Ich hatte ihm also die Chance und genügend Zeit gegeben - durch mein gelassenes Dasitzen und geduldiges, in sich ruhendes Warten - seine Sprache wieder zu finden und diese dann möglichst verständlich zu gebrauchen. Vergebens. Also ergriff ich dann doch, ganz untypisch für mich, als Erste das Wort.
„Angenehm, Lia“ - mit einer kleinen, angedeuteten Verneigung verbunden. Gut, es war im Grunde nur ein leichtes Nicken, aber das musste erst mal reichen.
„Ähm... ich... du und diese...“, er schaute den Baum hinunter, den Ferdi gerade hinab gestiegen war.
„Katze?“ setzte ich seinen Satz fort, oder das was er dafür hielt.
„Ja, diese Katze, Ferdinand?“
„Genau genommen ist es ein Kater und er legt da auch echt wert drauf, wenn ich dir den Tipp geben darf.“
„Ihr habt.. ihr seid – befreundet?!“ brach es aus ihm erstaunt hervor, als ob das etwas wäre, was es nur einmal auf der Welt gäbe, oder eigentlich gar nicht geben durfte. Zugegeben, Freundschaften zwischen Raubtieren und deren potentiellem Futter waren eher selten.
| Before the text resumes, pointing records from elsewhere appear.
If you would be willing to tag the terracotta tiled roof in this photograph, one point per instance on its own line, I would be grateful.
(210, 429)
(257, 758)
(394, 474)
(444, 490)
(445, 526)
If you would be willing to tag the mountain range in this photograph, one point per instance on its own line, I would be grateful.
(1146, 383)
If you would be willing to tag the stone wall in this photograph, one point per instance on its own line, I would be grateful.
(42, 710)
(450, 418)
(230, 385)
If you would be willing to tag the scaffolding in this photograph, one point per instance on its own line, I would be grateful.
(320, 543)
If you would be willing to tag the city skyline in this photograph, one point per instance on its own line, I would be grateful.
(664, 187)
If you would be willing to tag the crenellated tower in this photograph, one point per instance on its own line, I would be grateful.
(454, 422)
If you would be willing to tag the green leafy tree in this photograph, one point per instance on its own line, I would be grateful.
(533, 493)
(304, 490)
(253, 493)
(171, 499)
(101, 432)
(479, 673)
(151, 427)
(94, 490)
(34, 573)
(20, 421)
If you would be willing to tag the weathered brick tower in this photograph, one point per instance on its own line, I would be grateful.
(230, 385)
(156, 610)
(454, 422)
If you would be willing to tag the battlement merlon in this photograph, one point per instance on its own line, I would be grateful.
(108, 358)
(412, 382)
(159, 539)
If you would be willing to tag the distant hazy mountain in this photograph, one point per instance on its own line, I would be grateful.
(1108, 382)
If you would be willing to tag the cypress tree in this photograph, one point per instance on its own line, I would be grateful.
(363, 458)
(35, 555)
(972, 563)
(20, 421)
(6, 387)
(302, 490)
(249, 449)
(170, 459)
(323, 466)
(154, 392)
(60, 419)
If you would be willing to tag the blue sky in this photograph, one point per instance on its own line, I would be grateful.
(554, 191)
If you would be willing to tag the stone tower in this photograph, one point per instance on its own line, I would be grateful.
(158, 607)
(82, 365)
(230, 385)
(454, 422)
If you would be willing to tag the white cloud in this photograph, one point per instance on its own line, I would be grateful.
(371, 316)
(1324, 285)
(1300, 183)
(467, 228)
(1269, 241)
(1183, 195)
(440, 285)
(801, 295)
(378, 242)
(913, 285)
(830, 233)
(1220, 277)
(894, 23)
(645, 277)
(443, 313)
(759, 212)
„Seit über einem Jahr, ja... er hat mir das Leben gerettet.“
Ups, warum habe ich im das gerade erzählt? dachte ich plötzlich. Einem Wildfremden, auch wenn es ein drolliger Spatzenmann war, sollte man so etwas eigentlich nicht schon nach ein paar gewechselten Sätzen anvertrauen. Zumal die Gefahr bestand, dass er mich über das Wie und Warum und Wann und so weiter jetzt ausfragen würde. Aber das tat er nicht. Er nahm die Tatsache vorerst einfach so hin. Vermutlich schoben sich dort oben in seinem hübschen Kopf gerade erst die Bausteine an die dafür vorgesehenen Stellen, um die Situation ganz begreifen zu können. Es war also noch etwas Zeit, die bohrenden Fragen würden dann später kommen.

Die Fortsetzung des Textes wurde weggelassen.